| xval-methods {MLInterfaces} | R Documentation |
support for cross-validatory machine learning with ExpressionSets
xval( data, classLab, proc, xvalMethod, group, indFun, niter, fsFun=NULL, fsNum=NULL, decreasing=TRUE, cluster=NULL, ... ) balKfold(K) xvalML( formula, data, proc, xvalMethod="LOO", group, indFun, niter, fsFun=NULL, fsNum=10, decreasing=TRUE, cluster=NULL, ... )
data |
instance of class ExpressionSet |
formula |
a model formula, typically with a dot on the RHS,
and response variable chosen from pData columns. |
classLab |
character string identifying phenoData variable to label classifications |
proc |
an MLInterfaces method that returns an instance of
"classifOutput" |
xvalMethod |
character string identifying cross-validation procedure to use: default is "LOO" (leave one out), alternatives are "LOG" (leave group out) and "FUN" (user-supplied partition extraction function, see Details below) |
group |
a vector (length equal to number of samples) enumerating groups for LOG xval method |
indFun |
a function that returns a set of indices to be saved as a test set;
this function must have parameters data, clab, iternum; see
Details |
niter |
number of iterations for user-specified partition function to be run |
fsFun |
function computing ranks of features for feature selection |
fsNum |
number of features to be kept for learning in each iteration |
decreasing |
logical, should be TRUE if fsFun provides high scores for high-performing features
(e.g., is absolute value of a test statistics) and false if it provides low scores
for high-performing features (e.g., p-value of a test). |
cluster |
NULL or an S4-class object with a defined
xvalLoop method. Use this to execute xval on
several nodes in a computer cluster. See documentation for
xvalLoop for more information |
... |
arguments passed to the MLInterfaces generic proc |
K |
number of partitions to be used if balKfold is used as indFun |
For fixed feature sets (fsFun not specified),
a vector or matrix with length equal to the number of cross-validation
assignments. Each element contains the label resulting from the
cross-validation.
For dynamic feature sets (fsFun specified), a list with element
out containing labels from cross-validations, and element
fs.memory recording features used in each cross-validation.
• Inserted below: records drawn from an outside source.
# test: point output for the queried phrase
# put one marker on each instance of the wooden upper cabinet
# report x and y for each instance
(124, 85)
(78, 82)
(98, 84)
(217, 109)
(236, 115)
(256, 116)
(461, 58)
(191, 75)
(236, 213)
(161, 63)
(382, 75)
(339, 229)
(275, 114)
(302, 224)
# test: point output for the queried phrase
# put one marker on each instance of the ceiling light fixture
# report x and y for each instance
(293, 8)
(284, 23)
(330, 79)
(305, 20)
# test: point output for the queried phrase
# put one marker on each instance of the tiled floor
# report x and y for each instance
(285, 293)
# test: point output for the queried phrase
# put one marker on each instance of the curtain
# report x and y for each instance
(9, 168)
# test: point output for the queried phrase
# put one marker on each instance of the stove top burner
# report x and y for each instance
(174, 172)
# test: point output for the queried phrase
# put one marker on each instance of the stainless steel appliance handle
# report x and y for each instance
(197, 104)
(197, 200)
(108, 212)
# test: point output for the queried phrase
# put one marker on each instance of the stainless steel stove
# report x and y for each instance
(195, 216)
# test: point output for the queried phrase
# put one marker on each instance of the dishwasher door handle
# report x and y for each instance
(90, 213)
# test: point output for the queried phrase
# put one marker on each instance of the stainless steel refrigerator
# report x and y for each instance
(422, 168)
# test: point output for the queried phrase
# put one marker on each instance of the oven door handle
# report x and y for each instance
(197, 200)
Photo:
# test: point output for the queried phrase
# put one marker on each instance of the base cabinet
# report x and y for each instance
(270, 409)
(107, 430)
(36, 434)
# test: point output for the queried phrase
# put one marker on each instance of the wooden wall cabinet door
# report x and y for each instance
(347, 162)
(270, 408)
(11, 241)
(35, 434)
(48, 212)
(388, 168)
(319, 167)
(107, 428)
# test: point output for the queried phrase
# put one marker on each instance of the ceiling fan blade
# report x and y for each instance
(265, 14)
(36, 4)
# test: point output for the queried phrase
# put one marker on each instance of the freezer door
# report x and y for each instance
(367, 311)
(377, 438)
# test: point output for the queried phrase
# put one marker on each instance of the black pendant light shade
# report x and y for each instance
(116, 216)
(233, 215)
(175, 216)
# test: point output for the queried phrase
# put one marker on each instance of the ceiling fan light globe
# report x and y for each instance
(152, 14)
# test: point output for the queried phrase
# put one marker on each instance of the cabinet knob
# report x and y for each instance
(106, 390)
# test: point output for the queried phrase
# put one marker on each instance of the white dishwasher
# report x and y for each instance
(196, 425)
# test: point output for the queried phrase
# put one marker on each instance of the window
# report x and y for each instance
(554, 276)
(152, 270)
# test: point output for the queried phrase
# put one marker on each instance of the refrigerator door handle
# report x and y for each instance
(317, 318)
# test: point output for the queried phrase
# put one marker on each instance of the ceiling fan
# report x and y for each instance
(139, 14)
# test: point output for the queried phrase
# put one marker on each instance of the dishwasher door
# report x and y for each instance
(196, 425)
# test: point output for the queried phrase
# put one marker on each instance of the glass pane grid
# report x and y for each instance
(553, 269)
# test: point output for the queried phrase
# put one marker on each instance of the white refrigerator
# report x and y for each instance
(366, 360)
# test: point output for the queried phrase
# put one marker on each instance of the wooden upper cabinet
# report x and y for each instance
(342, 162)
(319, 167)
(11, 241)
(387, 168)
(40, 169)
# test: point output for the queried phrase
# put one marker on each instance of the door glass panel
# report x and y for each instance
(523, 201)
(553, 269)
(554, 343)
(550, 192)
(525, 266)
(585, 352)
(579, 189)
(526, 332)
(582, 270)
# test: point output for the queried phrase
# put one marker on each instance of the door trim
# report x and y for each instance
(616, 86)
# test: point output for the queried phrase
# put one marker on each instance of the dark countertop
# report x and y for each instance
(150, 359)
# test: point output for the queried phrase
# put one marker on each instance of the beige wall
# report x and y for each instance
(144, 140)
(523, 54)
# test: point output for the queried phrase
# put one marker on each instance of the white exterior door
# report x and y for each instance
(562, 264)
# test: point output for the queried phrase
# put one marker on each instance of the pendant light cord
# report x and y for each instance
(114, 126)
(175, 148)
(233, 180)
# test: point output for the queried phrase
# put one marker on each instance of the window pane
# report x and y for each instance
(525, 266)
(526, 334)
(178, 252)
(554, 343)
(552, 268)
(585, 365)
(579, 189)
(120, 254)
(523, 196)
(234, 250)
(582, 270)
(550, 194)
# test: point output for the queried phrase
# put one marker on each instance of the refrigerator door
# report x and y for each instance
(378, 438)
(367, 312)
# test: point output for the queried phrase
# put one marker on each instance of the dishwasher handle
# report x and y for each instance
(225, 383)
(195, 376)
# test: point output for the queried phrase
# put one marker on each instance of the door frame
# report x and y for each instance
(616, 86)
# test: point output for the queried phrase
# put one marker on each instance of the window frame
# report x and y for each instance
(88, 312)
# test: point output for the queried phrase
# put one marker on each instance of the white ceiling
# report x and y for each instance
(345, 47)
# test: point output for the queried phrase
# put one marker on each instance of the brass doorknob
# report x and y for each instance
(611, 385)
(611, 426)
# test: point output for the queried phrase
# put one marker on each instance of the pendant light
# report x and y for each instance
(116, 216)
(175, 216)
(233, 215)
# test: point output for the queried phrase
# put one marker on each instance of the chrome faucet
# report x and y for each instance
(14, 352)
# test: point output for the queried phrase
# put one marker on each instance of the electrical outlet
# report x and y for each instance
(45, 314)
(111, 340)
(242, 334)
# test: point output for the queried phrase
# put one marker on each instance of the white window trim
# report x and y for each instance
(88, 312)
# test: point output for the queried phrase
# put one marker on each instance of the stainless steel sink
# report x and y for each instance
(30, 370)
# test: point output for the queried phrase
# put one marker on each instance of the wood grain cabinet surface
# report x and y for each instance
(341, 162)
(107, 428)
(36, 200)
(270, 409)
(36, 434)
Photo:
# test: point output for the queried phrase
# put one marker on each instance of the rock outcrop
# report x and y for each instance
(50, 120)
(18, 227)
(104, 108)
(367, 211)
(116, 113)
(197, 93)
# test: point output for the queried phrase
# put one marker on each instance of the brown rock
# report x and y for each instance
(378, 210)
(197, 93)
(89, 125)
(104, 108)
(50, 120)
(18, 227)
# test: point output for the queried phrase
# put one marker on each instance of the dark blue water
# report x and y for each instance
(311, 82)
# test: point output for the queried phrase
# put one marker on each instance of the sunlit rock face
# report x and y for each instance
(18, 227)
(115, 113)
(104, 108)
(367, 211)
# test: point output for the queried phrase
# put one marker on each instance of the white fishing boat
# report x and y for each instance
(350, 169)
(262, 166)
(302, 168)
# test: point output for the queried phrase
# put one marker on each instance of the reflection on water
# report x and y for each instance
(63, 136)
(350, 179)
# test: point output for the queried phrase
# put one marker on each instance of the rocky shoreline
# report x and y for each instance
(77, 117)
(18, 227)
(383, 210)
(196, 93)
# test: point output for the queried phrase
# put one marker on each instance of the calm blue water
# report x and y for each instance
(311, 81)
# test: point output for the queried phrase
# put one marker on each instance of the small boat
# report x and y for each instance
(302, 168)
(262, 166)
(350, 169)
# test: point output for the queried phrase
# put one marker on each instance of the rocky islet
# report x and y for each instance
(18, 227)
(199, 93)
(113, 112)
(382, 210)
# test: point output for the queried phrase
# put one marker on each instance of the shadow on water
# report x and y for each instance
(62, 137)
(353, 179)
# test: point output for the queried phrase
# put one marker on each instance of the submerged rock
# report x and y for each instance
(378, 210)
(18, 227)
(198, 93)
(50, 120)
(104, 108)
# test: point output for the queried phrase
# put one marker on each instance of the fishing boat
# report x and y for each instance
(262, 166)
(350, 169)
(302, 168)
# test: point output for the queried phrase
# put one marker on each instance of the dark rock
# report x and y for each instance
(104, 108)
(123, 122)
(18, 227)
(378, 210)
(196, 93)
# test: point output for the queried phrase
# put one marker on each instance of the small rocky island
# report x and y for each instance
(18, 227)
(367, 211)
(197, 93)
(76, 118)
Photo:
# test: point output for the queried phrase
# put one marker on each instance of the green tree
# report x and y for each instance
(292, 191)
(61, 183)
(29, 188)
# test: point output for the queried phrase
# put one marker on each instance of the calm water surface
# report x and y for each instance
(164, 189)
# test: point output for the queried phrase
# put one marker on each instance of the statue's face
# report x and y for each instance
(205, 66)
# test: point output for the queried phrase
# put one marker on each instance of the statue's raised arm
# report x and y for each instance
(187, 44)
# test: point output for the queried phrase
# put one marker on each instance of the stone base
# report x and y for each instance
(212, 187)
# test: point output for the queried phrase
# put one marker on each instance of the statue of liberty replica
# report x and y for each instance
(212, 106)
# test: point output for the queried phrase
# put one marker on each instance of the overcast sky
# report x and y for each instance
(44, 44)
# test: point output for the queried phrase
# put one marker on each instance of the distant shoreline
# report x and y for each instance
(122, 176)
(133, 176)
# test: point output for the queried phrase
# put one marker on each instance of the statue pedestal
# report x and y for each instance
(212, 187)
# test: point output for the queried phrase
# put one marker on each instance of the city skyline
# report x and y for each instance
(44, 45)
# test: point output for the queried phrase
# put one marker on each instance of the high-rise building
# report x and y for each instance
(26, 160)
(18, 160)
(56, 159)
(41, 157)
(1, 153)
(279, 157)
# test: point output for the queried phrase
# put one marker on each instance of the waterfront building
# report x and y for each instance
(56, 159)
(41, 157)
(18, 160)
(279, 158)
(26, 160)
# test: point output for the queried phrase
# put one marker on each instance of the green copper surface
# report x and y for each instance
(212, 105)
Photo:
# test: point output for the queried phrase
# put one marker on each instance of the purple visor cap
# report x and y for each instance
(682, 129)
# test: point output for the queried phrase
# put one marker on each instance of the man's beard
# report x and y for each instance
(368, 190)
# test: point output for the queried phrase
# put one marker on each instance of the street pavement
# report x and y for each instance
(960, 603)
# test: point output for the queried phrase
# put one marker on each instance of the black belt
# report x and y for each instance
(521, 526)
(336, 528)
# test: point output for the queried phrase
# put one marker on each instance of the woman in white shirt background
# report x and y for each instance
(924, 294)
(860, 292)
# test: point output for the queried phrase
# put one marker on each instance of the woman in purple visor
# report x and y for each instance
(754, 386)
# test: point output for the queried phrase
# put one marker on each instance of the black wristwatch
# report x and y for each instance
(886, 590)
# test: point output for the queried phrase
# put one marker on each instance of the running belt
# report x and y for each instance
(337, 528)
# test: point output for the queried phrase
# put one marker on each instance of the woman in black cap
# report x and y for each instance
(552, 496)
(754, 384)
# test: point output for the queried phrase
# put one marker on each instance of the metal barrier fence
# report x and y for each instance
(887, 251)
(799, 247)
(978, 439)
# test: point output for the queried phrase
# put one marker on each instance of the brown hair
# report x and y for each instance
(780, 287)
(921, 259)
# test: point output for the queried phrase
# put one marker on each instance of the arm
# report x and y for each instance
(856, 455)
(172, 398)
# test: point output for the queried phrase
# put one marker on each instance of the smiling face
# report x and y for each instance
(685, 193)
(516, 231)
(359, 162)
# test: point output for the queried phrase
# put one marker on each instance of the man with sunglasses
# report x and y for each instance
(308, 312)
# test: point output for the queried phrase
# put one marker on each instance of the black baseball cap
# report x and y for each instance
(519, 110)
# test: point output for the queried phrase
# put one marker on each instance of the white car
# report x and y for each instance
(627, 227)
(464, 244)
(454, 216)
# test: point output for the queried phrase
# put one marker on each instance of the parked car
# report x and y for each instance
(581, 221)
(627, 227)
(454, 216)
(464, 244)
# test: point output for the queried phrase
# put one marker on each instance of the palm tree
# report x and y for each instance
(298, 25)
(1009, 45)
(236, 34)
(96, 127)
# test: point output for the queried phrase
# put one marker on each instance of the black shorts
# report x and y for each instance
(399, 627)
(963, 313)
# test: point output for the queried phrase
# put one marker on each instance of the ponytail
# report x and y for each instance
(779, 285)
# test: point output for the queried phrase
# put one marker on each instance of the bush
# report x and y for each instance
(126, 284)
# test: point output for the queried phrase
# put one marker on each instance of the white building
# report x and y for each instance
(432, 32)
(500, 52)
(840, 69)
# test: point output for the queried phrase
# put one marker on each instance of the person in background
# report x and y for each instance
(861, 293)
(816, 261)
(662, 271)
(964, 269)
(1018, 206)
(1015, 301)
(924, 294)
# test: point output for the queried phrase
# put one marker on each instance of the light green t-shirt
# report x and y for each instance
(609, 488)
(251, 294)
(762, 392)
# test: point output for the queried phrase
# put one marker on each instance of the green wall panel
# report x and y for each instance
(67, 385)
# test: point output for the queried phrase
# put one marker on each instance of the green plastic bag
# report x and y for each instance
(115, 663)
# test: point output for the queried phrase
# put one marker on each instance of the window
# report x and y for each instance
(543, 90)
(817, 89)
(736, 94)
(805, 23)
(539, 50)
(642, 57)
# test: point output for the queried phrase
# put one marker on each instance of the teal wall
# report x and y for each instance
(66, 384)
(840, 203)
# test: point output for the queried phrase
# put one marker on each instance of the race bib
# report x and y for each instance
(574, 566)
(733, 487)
NB: This is now regarded as a legacy approach. See MLearn for
an approach in which the cross-validation specification is a parameter to MLearn.
If xvalMethod is "FUN", then indFun must be a function
with parameters data, clab, and iternum.
This function returns
indices that identify the training set for a given
cross-validation iteration passed as the value of iternum. An example
function is printed out when the example of this page is executed.
if fsFun is not NULL, then it must be a function with two
arguments: the first can be transformed to a feature matrix (rows are objects,
columns are features) and the second is a vector of class labels.
The function returns a vector of scores, one for each object. The
scores will be interpreted according to the value of decreasing,
to select fsNum features. Thanks to Stephen Henderson of University
College London for
this functionality.
Note that if fsFun is non-null, then the RHS of
formula will be
ignored, and it is assumed that the RHS is ".". We will attempt
to ameliorate this in a future revision. If you wish to subset
the features in data before applying cross-validated
feature selection, do this manually, not by specifying a nontrivial
formula.
library(golubEsets)
data(Golub_Merge)
smallG <- Golub_Merge[200:250,]
lk1 <- xval(smallG, "ALL.AML", knnB, xvalMethod="LOO", group=as.integer(0))
table(lk1,smallG$ALL.AML)
lk2 <- xval(smallG, "ALL.AML", knnB, xvalMethod="LOG", group=as.integer(
rep(1:8,each=9)))
table(lk2,smallG$ALL.AML)
balKfold
lk3 <- xval(smallG, "ALL.AML", knnB, xvalMethod="FUN", 0:0, indFun=balKfold(5), niter=5)
table(lk3, smallG$ALL.AML)
#
# illustrate the xval FUN method in comparison to LOO
#
LOO2 <- xval(smallG, "ALL.AML", knnB, "FUN", 0:0, function(x,y,i) {
(1:ncol(exprs(x)))[-i] }, niter=72 )
table(lk1, LOO2)
#
# use Stephen Henderson's feature selection extensions
#
t.fun<-function(data, fac)
{
require(genefilter)
# deal with the integer storage of golubTrain@exprs!
xd <- matrix(as.double(exprs(data)), nrow=nrow(exprs(data)))
return(abs(rowttests(xd,pData(data)[[fac]], tstatOnly=FALSE)$statistic))
}
lk3f <- xval(smallG, "ALL.AML", knnB, xvalMethod="LOO", 0:0, fsFun=t.fun)
table(lk3f$out, smallG$ALL.AML)
# use MLearn xval
XXml = xvalML(ALL.AML~., smallG, "knn", "LOO")
# show that it agrees with the fB approach
table(XXml, lk1)
# use MLearn xval with feature selection
XXmlfs = xvalML(ALL.AML~., smallG, "knn", "LOO", fsFun=t.fun)
# show that it agrees with the previous approach
table(XXmlfs$out, lk3f$out)